Il allait d'hypothèse en conclusion, sautait sans ordre d'un bout à l'autre de leur vie, jetait une lumière crue sur la moindre pensée, le moindre détail qui pouvait faire d'eux des êtres abjects ; il trouvait toujours quelque chose. Bientôt, en n'y prenant garde, les solains s'entendaient murmurer à voix basse ce qu'il leur dictait. À force de l'entendre, ils le croiraient.

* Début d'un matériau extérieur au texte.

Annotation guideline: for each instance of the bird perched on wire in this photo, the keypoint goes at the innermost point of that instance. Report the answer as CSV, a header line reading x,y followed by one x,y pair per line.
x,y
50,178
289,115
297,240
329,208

Tout au bout du groupe, la conversation prenait un tour malsain ; deux soldats discutaient de ce qu'ils avaient vu, platement, pesant le « pour » et le « contre » de se jeter dans l'ombre, comme s'il s'était agi d'un choix égal entre deux peines, d'un arbitrage entre deux maux. Intervenir dans leur conversation ne servait à rien. Se disant cela, Seryn en conclut que Ceto, à long terme, avait gagné. Il cernait leurs esprits comme il assiégerait bientôt la Capitale.

« J'en ai assez » s'exclama-t-elle.

Sa jambe lui faisait mal. Seryn se laissa tomber au sol et s'assit en tailleur. Elle somma Tibor de faire de même ; les autres les rejoignirent sans trop savoir.